Delhi - With 25 million people in seven cities, it’s no surprise that for many first-time visitors to the sprawling, surging metropolis that is Delhi, it can seem utterly chaotic. The temptation then is to swiftly do all the main sights - the Red Fort, the Gates of Old Delhi, the fort of Purana Qila, the Lodi Gardens and the bustling bazaars - and then move on, but if you can take the heat and the crowds then Delhi has a funny habit of convincing you to stick around in one of its grand hotels.
Goa - This southern state was once a Portuguese colony, and remnants of this period can be seen everywhere, from its Catholic cathedrals and to the occasional drifting lilt of fado music drifting through a window. Yes, this is where people book hotels to party, but there’s far more to Goa than just the nightlife. Spend a morning in the market looking for handicrafts and jewellery, tour a spice farm or indulge in what seems to be the number one activity here - yoga.
Kerala - A South Indian coastal state, beloved by visitors for its tropical landscapes, idyllic sandy beaches, seaside hotels and resorts and the tranquil tea plantations often centred around Munnar, a hill station and once a popular holiday resort for officers of the British Raj. Feeling under the weather? Ayurvedic retreats are very big here.

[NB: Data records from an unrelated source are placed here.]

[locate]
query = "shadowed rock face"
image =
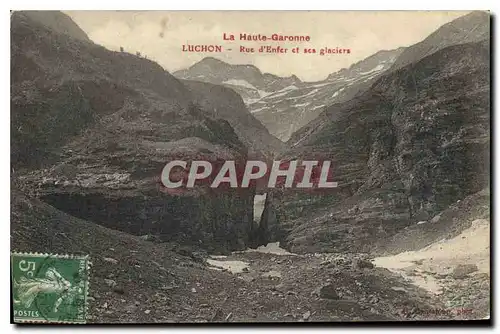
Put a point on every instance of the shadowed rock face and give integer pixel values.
(415, 142)
(222, 102)
(92, 130)
(247, 80)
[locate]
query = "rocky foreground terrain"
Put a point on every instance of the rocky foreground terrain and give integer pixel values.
(137, 281)
(404, 237)
(414, 143)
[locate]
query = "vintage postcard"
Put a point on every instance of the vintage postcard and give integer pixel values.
(250, 166)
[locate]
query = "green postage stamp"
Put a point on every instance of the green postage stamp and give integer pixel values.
(49, 288)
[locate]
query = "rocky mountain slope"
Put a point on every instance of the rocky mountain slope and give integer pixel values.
(415, 142)
(287, 110)
(138, 281)
(92, 130)
(468, 28)
(284, 105)
(247, 80)
(225, 103)
(472, 27)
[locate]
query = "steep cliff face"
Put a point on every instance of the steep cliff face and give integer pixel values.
(415, 142)
(92, 130)
(472, 27)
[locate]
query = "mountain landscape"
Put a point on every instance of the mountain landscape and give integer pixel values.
(405, 235)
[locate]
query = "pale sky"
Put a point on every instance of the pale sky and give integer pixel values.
(364, 32)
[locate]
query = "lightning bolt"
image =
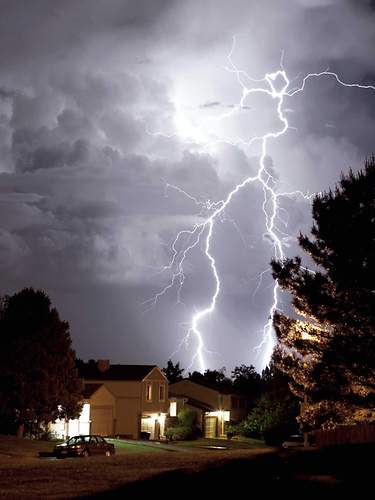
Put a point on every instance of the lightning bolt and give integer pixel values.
(277, 86)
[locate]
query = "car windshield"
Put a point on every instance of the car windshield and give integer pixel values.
(75, 440)
(295, 438)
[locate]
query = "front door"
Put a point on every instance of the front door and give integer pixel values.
(210, 427)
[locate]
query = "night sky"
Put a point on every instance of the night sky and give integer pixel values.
(101, 108)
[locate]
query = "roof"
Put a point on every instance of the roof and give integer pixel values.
(89, 390)
(90, 371)
(193, 402)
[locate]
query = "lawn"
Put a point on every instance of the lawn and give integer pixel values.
(230, 444)
(24, 475)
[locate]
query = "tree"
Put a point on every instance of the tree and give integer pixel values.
(173, 372)
(37, 364)
(328, 347)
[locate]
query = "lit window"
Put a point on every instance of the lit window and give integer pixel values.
(161, 392)
(149, 392)
(173, 409)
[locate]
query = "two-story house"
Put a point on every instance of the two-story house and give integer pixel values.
(120, 400)
(214, 405)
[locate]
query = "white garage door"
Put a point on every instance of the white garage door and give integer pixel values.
(102, 420)
(210, 427)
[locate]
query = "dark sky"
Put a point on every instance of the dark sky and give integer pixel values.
(84, 213)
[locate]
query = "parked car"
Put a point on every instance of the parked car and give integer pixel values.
(83, 446)
(293, 441)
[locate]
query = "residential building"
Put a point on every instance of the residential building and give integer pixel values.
(214, 405)
(120, 400)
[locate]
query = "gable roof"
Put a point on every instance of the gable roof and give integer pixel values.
(193, 402)
(89, 390)
(90, 371)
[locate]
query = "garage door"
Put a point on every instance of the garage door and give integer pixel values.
(210, 427)
(102, 420)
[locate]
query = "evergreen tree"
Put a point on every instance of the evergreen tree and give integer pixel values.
(39, 379)
(328, 348)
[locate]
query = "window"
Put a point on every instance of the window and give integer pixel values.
(234, 402)
(149, 392)
(173, 409)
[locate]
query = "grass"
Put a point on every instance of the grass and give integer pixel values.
(24, 475)
(231, 444)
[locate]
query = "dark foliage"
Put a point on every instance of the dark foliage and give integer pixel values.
(328, 349)
(39, 380)
(173, 372)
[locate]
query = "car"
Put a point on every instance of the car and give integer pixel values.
(294, 441)
(84, 446)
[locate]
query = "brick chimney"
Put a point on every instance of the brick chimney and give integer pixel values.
(103, 365)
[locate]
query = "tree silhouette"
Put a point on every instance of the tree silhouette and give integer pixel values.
(328, 347)
(173, 372)
(39, 380)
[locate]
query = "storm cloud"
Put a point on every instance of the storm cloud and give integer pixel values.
(94, 97)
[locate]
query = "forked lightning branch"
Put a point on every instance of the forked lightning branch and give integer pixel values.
(277, 86)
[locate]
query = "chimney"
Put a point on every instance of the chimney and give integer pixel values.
(103, 365)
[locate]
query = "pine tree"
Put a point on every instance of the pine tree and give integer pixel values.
(39, 379)
(328, 347)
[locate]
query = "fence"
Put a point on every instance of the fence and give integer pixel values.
(346, 434)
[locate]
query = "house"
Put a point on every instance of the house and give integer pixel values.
(120, 400)
(214, 405)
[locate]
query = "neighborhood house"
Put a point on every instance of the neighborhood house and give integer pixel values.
(119, 400)
(214, 405)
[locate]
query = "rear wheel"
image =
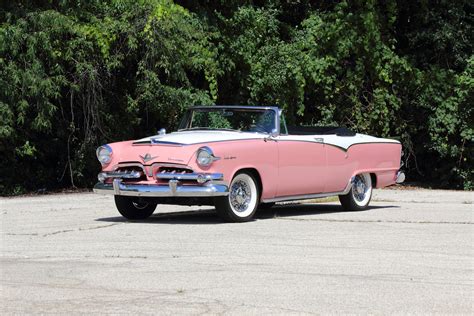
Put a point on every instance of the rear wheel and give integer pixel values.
(242, 202)
(360, 194)
(131, 208)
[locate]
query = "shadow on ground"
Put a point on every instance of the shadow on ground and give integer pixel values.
(209, 216)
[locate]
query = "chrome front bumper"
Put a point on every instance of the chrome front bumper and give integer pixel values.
(173, 189)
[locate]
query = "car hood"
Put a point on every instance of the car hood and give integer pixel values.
(176, 148)
(197, 137)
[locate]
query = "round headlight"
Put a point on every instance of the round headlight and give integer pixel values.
(205, 157)
(104, 154)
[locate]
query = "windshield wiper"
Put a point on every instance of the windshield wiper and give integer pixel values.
(207, 129)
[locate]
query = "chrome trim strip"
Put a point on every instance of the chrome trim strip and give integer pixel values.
(311, 196)
(171, 165)
(122, 174)
(171, 190)
(189, 176)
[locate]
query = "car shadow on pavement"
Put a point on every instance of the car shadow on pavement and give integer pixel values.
(209, 216)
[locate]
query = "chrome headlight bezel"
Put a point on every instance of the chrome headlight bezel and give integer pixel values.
(104, 154)
(205, 157)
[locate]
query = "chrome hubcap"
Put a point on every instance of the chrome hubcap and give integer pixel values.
(359, 188)
(240, 195)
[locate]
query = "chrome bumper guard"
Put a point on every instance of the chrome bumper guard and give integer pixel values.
(203, 187)
(400, 177)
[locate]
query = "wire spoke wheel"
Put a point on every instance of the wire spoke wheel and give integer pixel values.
(241, 203)
(360, 194)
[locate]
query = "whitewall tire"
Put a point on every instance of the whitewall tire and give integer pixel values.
(360, 194)
(242, 202)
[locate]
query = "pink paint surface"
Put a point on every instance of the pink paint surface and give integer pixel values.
(285, 167)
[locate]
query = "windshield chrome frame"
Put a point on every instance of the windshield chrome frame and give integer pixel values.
(275, 110)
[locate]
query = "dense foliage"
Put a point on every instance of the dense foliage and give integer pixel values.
(76, 74)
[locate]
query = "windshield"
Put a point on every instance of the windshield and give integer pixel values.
(242, 120)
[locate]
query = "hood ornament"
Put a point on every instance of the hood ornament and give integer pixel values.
(147, 157)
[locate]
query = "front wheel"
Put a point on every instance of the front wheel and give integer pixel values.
(131, 208)
(360, 194)
(242, 202)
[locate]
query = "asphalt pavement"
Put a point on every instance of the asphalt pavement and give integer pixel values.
(411, 252)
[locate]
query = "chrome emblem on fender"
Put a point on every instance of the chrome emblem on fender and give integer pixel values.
(147, 157)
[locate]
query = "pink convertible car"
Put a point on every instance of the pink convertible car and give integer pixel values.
(240, 158)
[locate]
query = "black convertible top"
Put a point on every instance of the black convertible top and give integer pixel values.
(320, 130)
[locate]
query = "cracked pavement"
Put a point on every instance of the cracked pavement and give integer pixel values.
(411, 252)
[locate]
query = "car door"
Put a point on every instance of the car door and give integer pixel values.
(301, 165)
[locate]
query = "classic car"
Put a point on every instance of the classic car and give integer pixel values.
(241, 158)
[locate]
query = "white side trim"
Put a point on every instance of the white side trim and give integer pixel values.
(343, 142)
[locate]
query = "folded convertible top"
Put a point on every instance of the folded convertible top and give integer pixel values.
(320, 130)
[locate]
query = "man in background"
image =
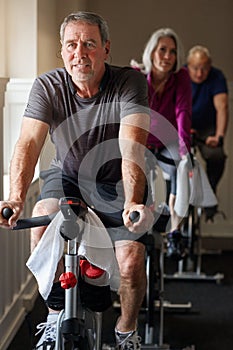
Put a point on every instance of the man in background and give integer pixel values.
(209, 114)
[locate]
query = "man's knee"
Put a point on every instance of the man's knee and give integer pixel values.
(132, 261)
(45, 207)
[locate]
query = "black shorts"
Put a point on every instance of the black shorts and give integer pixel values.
(101, 198)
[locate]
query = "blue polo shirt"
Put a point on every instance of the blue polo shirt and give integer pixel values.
(203, 110)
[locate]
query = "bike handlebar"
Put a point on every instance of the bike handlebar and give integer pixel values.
(134, 216)
(28, 222)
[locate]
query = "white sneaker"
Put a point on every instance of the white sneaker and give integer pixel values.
(132, 341)
(48, 338)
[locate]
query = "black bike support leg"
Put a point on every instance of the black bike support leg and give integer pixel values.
(98, 328)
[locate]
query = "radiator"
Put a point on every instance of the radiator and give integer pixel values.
(18, 288)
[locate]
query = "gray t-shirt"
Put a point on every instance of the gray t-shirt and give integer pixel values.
(85, 130)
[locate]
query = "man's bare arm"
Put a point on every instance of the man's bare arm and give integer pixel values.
(132, 139)
(23, 163)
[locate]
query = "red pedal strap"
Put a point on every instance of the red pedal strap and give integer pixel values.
(89, 270)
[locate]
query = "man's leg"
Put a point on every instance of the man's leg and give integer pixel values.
(131, 259)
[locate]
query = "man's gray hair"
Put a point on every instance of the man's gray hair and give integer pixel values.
(201, 50)
(89, 17)
(153, 43)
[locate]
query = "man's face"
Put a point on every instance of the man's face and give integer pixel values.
(199, 68)
(83, 52)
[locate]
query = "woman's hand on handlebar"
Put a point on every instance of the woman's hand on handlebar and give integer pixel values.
(214, 141)
(144, 220)
(16, 208)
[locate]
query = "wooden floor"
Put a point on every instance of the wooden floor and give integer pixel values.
(207, 325)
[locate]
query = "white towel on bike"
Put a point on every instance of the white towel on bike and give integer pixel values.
(194, 190)
(96, 246)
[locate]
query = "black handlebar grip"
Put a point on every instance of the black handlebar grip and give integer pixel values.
(7, 213)
(134, 216)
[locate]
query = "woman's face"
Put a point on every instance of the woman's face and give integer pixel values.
(164, 55)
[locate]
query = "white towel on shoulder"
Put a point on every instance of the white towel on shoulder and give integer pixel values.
(96, 246)
(194, 190)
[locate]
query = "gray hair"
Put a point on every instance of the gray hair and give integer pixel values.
(152, 44)
(201, 50)
(89, 17)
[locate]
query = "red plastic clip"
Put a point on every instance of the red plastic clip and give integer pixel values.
(68, 280)
(89, 270)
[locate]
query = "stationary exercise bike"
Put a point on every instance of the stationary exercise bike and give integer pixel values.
(79, 326)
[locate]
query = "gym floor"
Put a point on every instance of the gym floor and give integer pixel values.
(206, 325)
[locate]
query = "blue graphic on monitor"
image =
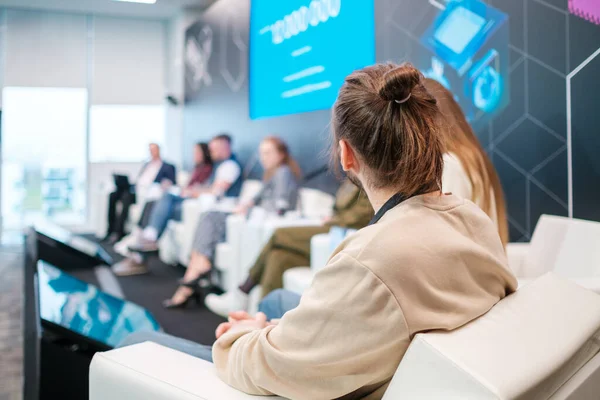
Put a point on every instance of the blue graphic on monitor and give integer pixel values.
(466, 50)
(302, 50)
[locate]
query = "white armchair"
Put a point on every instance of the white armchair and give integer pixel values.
(299, 279)
(246, 237)
(541, 343)
(176, 244)
(568, 247)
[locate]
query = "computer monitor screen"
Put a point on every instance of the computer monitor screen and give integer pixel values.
(83, 309)
(459, 29)
(302, 50)
(78, 243)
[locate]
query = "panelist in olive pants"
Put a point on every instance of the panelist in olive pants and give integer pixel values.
(290, 247)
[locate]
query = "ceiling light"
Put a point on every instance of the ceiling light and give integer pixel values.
(138, 1)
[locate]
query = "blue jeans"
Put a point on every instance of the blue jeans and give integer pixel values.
(167, 208)
(273, 305)
(278, 302)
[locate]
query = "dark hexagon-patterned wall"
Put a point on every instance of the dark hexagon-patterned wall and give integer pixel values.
(544, 144)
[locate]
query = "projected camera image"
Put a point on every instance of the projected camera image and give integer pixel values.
(466, 50)
(301, 51)
(586, 9)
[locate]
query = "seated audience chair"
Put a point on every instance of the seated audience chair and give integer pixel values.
(568, 247)
(176, 243)
(246, 237)
(299, 279)
(543, 342)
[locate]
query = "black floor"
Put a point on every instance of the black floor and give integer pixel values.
(194, 323)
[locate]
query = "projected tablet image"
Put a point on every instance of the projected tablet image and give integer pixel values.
(302, 50)
(83, 309)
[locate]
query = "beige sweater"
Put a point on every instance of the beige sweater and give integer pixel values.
(432, 262)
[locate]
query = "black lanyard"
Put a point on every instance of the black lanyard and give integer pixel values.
(391, 203)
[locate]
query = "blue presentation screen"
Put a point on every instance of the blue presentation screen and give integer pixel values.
(301, 51)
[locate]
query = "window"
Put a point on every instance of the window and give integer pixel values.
(121, 133)
(44, 155)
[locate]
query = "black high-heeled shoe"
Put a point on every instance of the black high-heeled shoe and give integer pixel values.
(192, 284)
(196, 296)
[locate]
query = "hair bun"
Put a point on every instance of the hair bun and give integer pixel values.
(399, 83)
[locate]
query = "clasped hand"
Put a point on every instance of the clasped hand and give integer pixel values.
(243, 319)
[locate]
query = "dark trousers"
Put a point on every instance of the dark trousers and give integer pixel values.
(146, 214)
(117, 220)
(165, 209)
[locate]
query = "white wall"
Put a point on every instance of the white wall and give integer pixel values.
(119, 60)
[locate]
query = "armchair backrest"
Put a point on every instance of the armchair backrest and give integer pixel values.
(569, 247)
(315, 203)
(526, 347)
(250, 188)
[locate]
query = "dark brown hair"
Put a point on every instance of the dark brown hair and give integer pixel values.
(205, 153)
(224, 136)
(391, 121)
(462, 141)
(282, 148)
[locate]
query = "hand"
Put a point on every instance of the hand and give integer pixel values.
(244, 321)
(241, 209)
(166, 184)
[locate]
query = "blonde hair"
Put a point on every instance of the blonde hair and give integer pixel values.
(462, 141)
(282, 148)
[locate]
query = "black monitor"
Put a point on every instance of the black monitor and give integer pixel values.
(85, 314)
(66, 321)
(66, 250)
(31, 322)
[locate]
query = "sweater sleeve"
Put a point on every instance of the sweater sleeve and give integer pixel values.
(338, 340)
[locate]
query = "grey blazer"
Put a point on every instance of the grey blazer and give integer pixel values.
(280, 193)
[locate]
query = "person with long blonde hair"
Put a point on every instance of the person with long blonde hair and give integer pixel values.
(278, 194)
(475, 177)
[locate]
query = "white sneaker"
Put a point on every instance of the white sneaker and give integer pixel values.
(227, 302)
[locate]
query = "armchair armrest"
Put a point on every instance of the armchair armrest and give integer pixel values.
(149, 371)
(320, 251)
(517, 254)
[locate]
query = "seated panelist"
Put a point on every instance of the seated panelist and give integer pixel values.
(468, 173)
(226, 180)
(428, 260)
(201, 173)
(155, 171)
(278, 195)
(290, 247)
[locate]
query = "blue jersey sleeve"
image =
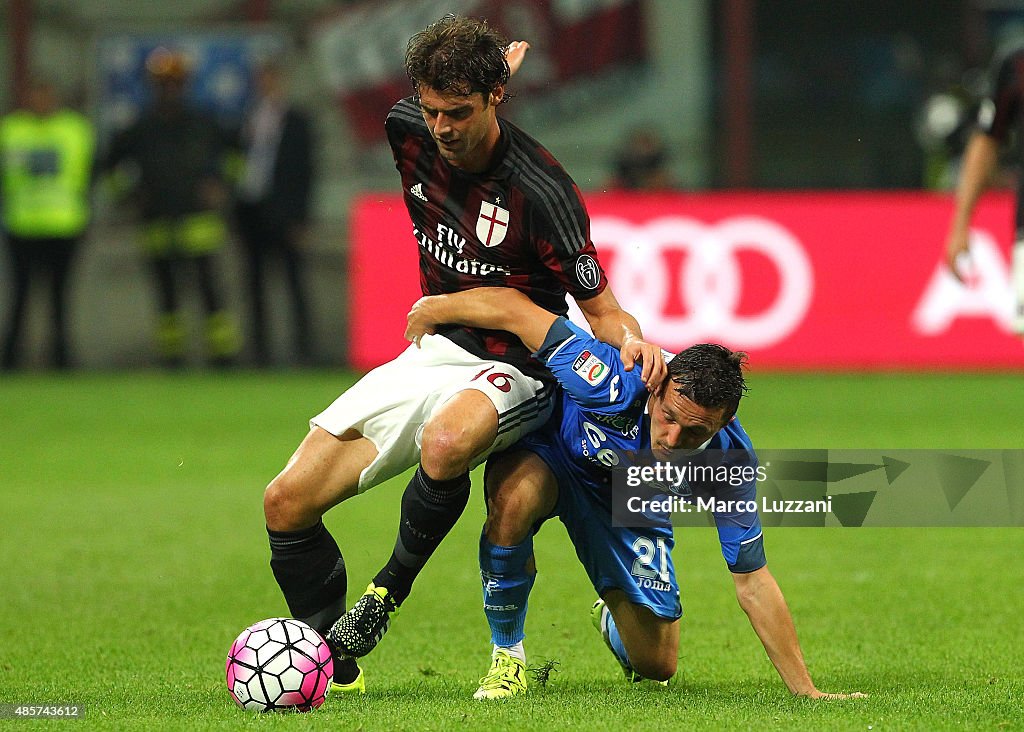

North of Mumbai, see the incredible cave complex of Kanheri, used for centuries by ancient societies of monks, and learn about the influence of Buddhism on Indian society. The Taj Mahal in Agra is perhaps the greatest monument to love ever created. This ivory-white mausoleum, built by Shah Jahan in the 17th century as a tomb for his favourite wife, is one of the world’s most-recognisable structures. Nearby, another World Heritage Site, the immense Agra Fort, built of red sandstone.
Discover the highlights of the Golden Triangle, including the Red Fort, the Taj Mahal and the City Palace with a convenient five-day tour of Jaipur, Delhi and Agra. Goa has long been one of the iconic traveller destinations, but there’s another side to it beyond the beaches and the bars which you can discover with a guided walking tour. If you want to get away from it all for a while, you’ll find peace and sanctuary in the hill stations found generally in the north, where European colonists would traditionally retreat to escape the stifling summer temperatures.